No change of venue, Delhi T20I versus Bangladesh to go as per schedule despite poor air quality: Report
With degrading air quality in Delhi/NCR, questions have arisen regarding the scheduled first T20I between India and Bangladesh at the Arun Jaitely Stadium in New Delhi. Many environmentalists and former cricketers have asked the Board of Control for Cricket in India (BCCI) to shift the match from Delhi given the current state of pollution in the national capital. However, the three-match series opener against Bangladesh is set to go as per schedule and the preparations are going in full flow for the highly-anticipated match.
Delhi/NCR’s air quality has taken a hit post Diwali and the doctors have asked everyone to take several precautions to tackle the poor air quality in national capital. According to the Central Pollution Control Board, the air quantity index was recorded at 416 at 11 am on October 30. And it is a big no when it comes to playing outdoor sports under such hazardous circumstances.
According to a report, a DDCA official has said that there has been no communication from BCCI’s end in relation to shifting the venue from Delhi. He added that the preparations are going as per schedule and the broadcasters are set to arrive on Thursday.
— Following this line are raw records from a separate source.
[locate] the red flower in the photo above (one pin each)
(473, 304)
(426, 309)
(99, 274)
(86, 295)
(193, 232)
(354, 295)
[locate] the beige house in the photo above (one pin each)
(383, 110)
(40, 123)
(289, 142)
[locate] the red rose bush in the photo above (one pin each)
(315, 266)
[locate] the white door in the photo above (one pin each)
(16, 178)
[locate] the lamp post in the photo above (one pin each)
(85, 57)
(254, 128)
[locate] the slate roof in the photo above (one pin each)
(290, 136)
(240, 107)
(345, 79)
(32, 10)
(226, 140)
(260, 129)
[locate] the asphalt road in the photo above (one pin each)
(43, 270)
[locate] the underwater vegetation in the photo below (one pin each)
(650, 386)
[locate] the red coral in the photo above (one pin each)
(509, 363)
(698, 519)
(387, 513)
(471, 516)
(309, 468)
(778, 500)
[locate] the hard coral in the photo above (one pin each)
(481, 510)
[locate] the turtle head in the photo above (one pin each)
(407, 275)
“Yes we heard about the letter but there has been no such communication from BCCI’s end. In fact, we have been told to carry on with preparations for Sunday’s match. The broadcasters are set to arrive tomorrow (Thursday),” the DDCA official said while adding, “the air quality generally deteriorates here at this time, it is a known fact but I don’t think that will cause problems to the players this time,” the official added.
Earlier, noted environmentalists had written to the newly-appointed BCCI president Sourav Ganguly requesting him to shift the series opener to a different venue. Former Indian cricketer Gautam Gambhir has also voiced his concern regarding the degrading air quality in the national capital.
“In the light of extreme pollution in Delhi, we would like to request you to consider shifting the venue for the first T20 outside of Delhi. Making our cricketers play a physically demanding sport for 3-4 hours in Delhi’s toxic air will end up doing more damage to our cricket team’s health in the long run,” Jyoti Pande of Care For Air and Ravina Raj Kohli of My Right To Breathe said in the letter.
NOTE: AQI between 0-50 is considered “good”, 51-100 “satisfactory”, 101-200 “moderate”, 201-300 “poor”, 301-400 “very poor”, and 401-500 “severe”. Above 500 is “severe-plus emergency” category.